Mare, cielo, correnti, albe e tramonti, lenze tese fra le mani, strappi, solitudine, acqua e cibo che scarseggiano, voli di gabbiani, brezze che incidono il mare: ingredienti che annullano la digressione in un altrove, slegato dal sogno di un branco di leoni, visti da un battello sulla costa d’Africa. 

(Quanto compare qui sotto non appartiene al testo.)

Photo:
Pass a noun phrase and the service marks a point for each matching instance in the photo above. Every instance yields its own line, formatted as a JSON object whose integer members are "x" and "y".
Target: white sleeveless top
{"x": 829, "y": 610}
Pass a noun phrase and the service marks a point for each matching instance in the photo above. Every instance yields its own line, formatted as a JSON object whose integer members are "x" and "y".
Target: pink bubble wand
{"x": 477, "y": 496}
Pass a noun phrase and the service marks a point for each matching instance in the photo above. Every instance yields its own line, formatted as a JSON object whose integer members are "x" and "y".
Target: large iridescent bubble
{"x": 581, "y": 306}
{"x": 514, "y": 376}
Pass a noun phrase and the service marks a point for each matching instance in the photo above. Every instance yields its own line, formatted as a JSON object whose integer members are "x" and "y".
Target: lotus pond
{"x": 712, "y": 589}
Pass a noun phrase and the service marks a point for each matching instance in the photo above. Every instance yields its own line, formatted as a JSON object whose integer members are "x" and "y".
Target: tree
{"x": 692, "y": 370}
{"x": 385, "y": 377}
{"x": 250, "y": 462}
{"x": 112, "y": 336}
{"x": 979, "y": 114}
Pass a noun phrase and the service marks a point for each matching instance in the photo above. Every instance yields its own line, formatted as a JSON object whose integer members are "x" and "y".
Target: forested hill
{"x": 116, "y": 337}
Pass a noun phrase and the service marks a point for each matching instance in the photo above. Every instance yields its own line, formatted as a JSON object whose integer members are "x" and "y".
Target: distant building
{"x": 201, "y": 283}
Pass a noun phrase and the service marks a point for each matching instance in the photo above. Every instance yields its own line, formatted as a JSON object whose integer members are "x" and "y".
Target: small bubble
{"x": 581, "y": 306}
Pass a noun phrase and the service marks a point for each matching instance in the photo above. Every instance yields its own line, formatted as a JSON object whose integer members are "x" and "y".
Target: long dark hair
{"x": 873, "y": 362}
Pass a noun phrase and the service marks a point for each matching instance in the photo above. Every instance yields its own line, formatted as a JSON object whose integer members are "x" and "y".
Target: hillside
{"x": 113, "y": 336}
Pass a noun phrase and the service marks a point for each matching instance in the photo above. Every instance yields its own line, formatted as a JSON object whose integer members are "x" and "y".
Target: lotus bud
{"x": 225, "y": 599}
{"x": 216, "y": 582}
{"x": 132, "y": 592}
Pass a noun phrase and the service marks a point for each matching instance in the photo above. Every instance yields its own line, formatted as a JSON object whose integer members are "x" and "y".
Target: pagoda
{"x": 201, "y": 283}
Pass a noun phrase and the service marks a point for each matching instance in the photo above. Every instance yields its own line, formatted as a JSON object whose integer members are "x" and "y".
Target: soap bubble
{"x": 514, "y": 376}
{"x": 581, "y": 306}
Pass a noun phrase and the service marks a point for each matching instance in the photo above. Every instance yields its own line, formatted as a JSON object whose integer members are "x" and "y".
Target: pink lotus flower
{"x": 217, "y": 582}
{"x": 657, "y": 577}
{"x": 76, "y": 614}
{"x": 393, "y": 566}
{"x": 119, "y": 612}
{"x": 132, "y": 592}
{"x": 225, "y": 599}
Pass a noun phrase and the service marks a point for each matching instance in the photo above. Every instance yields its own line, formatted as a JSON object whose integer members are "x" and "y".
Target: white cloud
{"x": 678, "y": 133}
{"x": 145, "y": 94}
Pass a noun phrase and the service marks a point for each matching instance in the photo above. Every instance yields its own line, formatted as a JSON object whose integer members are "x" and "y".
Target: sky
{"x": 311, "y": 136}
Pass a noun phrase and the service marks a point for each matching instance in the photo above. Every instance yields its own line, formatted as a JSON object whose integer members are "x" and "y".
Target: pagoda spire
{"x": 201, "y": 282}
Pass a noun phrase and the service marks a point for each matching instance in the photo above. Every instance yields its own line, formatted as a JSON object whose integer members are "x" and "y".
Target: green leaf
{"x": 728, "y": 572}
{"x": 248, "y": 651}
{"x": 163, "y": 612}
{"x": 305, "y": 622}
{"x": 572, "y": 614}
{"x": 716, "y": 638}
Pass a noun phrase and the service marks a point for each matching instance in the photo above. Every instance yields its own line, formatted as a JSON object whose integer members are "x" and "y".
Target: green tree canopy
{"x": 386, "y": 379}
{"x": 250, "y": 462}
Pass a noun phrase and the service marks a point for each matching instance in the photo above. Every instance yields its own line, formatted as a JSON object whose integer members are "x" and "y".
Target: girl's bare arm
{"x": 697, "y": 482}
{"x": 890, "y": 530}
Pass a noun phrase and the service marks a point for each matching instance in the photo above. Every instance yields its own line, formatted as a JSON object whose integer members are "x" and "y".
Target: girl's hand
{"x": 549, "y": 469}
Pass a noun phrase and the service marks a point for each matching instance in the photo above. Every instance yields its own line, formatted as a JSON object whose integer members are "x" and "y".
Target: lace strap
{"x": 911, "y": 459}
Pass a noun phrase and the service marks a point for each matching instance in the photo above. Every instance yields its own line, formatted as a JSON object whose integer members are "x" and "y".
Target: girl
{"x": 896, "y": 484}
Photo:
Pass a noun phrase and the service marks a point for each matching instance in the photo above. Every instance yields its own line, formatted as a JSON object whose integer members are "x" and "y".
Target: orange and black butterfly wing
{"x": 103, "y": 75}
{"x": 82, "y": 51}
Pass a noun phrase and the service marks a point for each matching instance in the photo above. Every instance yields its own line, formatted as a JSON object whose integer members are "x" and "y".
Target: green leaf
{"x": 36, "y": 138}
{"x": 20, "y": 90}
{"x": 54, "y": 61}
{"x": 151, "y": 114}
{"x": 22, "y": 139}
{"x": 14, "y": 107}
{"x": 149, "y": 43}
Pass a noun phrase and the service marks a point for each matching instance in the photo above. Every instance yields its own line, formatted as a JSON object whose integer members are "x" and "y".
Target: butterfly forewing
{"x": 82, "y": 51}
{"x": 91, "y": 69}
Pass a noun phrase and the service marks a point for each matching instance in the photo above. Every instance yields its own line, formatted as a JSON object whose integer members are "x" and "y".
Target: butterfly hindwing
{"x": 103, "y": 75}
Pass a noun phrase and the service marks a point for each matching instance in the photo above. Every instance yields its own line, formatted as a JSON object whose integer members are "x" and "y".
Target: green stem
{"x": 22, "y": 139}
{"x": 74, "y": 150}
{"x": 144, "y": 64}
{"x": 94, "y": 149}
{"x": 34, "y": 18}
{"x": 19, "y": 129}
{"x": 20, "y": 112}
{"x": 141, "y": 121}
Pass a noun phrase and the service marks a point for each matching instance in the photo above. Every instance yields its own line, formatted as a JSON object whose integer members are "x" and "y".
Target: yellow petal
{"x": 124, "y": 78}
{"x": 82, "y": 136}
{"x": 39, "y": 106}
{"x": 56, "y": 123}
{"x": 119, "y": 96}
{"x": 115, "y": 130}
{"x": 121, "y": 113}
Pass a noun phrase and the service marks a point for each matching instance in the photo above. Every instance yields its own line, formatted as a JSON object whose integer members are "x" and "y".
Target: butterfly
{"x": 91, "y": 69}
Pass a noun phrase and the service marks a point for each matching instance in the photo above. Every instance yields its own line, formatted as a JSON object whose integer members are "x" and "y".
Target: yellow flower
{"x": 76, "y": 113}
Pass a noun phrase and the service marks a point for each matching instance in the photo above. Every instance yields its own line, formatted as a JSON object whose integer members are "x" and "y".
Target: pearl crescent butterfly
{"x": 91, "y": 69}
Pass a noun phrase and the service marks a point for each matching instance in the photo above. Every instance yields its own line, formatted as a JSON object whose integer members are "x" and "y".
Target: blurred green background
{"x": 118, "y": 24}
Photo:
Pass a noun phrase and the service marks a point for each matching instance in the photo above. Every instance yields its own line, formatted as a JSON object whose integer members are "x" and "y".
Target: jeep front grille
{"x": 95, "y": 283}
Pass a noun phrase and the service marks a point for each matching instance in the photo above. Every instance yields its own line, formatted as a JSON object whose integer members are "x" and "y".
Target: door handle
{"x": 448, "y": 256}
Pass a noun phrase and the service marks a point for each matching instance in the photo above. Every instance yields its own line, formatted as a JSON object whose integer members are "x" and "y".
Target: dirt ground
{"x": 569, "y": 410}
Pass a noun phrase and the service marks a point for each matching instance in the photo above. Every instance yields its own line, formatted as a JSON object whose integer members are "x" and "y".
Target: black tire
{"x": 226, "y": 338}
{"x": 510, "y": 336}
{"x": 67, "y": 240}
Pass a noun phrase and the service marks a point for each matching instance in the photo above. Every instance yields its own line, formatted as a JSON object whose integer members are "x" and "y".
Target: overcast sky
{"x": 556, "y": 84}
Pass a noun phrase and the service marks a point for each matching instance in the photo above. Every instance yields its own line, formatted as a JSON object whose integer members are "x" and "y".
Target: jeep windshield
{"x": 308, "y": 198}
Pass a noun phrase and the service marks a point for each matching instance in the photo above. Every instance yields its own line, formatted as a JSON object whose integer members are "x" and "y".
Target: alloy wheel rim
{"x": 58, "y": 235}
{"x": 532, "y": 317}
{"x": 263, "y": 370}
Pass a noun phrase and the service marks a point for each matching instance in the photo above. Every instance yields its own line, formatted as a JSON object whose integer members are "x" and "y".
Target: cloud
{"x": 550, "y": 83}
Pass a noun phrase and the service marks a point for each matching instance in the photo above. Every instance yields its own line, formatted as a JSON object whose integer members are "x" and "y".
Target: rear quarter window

Non ci sono donne, nessuna Rita Hayworth che balla o Jane Russell che canta, ma qualche ricordo di partite di base-ball, non si scappa dalle poche pedine messe in campo dallo scrittore: nel racconto c’è una lenza tesa e tutto l’umore sgocciola da lì, dal rapporto che si instaura nella pura sfida. 
 
Giorni di sole feroce, di notti buie, di due solitudini che la violenza della caccia sa di non poter addolcire: uno è lì per fuggire, l’altro, comunque per uccidere. E ha poca importanza chi verrà a sottrarre la preda della vita: pescecani senza nobiltà.
 
È stato perché sono cresciuto in un borgo di pescatori e ho letto questo racconto che ho compreso il senso tragico dei quadri di Mario Lupo, le sue donne in attesa, i gabbiani  nella  tempesta, il duro rito del  salpare reti magre di pesca e gonfie di fatica. 
 
Forse anche per la passione per la nautica Lupo inizia a dipingere su tela olona, grezza ed  usata nella navigazione. 

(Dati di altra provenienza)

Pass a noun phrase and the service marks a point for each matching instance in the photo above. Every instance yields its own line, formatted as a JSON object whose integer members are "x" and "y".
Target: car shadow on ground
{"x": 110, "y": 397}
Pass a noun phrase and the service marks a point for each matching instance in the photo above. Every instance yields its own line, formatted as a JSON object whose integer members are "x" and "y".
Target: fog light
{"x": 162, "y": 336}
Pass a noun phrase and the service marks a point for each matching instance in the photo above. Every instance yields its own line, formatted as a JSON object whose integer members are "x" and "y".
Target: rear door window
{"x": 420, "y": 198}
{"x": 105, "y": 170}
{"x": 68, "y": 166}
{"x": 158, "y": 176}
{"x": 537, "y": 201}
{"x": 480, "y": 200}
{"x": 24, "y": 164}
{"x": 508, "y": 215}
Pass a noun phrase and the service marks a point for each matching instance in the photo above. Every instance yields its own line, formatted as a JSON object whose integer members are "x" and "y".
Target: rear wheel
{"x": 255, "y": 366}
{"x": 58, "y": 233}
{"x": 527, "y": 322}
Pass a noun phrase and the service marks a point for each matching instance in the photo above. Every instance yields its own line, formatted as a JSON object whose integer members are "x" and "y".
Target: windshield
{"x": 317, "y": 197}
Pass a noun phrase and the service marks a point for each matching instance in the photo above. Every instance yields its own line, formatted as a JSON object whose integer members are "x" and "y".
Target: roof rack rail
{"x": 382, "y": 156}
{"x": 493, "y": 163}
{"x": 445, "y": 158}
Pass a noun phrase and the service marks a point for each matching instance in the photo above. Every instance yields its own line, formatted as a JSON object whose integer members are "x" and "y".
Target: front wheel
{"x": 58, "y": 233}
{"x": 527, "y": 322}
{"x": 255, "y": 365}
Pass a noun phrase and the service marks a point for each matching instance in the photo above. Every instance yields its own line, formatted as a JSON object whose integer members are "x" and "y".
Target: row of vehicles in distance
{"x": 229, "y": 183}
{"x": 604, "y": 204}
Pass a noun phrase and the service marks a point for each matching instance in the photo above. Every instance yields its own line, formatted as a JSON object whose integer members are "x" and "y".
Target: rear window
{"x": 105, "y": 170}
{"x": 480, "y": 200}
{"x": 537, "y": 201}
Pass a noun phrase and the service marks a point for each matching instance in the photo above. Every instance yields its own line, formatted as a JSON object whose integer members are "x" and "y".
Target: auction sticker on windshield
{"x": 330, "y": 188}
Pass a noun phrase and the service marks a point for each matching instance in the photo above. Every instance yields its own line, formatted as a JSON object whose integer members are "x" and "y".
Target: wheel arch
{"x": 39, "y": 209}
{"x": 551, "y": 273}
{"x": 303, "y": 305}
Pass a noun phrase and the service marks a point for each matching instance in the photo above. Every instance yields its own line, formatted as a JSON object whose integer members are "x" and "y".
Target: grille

Inizia a sviluppare uno stile suo proprio e raffigura principalmente marine, paesaggi di collina, nature morte e soggetti religiosi. 

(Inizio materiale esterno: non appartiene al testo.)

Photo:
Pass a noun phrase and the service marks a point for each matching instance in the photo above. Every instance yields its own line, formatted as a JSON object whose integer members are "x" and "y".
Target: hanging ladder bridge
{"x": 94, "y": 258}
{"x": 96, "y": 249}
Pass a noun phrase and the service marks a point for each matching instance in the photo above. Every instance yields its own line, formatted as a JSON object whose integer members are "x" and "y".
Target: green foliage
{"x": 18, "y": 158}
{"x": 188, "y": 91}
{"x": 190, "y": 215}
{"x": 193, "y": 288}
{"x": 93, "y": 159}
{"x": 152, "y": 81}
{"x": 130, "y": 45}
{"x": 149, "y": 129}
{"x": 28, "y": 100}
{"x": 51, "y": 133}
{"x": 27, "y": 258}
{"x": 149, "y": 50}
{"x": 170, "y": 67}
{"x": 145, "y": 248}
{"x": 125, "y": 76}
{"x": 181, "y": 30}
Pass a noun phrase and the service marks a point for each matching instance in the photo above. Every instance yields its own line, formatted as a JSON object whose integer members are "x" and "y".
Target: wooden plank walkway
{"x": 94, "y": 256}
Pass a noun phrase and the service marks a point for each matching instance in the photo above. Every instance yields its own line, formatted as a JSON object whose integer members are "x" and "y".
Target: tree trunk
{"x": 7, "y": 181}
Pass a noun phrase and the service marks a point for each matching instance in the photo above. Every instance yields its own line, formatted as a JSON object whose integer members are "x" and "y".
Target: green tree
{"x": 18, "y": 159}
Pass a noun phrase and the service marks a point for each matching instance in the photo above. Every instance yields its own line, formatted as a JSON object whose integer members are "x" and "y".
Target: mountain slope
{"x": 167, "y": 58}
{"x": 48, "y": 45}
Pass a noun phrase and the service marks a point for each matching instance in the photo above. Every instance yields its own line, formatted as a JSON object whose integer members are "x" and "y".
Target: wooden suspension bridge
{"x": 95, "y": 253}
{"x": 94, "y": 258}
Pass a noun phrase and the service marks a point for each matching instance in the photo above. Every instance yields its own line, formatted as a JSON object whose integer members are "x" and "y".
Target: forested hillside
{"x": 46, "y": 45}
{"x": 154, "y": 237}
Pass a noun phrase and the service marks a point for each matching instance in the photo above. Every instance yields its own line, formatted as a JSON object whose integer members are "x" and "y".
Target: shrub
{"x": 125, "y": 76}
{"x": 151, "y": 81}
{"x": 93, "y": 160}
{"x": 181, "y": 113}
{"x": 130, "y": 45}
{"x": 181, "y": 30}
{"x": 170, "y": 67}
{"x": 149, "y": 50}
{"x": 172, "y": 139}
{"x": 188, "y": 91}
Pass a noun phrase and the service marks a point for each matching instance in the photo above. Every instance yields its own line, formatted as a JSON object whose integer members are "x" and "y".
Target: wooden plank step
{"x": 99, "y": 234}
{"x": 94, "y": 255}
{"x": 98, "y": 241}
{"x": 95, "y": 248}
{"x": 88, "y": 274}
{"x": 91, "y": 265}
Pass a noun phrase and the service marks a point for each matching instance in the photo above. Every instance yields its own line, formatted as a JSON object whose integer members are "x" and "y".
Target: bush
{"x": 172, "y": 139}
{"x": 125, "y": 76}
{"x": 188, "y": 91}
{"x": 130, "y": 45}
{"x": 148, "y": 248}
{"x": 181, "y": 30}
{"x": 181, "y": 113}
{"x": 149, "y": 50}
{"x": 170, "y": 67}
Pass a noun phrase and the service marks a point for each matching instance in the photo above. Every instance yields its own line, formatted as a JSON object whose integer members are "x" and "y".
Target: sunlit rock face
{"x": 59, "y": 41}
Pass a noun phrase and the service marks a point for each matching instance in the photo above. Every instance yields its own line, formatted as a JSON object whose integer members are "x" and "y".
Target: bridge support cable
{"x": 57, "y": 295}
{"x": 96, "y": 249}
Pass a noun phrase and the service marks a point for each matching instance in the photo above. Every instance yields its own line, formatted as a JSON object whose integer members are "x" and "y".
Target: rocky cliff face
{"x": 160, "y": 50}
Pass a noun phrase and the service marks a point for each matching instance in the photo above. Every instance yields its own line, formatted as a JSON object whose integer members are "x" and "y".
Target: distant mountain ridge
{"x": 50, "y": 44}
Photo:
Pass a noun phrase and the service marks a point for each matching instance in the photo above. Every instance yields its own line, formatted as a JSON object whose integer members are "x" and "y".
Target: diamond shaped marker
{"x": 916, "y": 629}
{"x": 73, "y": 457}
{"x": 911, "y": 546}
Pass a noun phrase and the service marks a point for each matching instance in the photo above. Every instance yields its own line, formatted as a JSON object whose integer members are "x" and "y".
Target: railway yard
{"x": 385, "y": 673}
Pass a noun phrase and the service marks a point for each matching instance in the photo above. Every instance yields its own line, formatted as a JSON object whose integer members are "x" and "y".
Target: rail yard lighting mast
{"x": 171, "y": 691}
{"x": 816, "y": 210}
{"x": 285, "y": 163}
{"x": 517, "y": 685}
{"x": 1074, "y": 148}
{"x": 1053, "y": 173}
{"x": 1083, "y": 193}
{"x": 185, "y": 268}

Nel 1964 dipinge la sua prima “donna in attesa” soggetto che poi sarà una costante nella sua arte. Pochi anni dopo compaiono anche i gabbiani e spesso i due iniziano ad affiancarsi, perché la vita è attesa ed assieme volo, perché si deve essere leoni e non farsi divorare, ma  neanche divenire come squali che divorano.
 
Nella sfida costante al mondo e soprattutto a loro stessi Hemingway e Lupo hanno cercato di non perdere mai la grazia. Quella stessa grazia che pervade i libri del primo e i quadri del secondo, che raccontando la semplicità, la fragilità e la pietà di eroi indimenticabili perché quotidiani ed umani, ci dicono come essere umani per  davvero. 
La stessa grazia conservata attraverso il dolore che traspare dai libri della coreana Han Kang, da pochi giorni insignita del Nobel per letteratura. 
Una Grazia che è dolore elevato al cielo e che ci rende impermeabili al brutto della vita.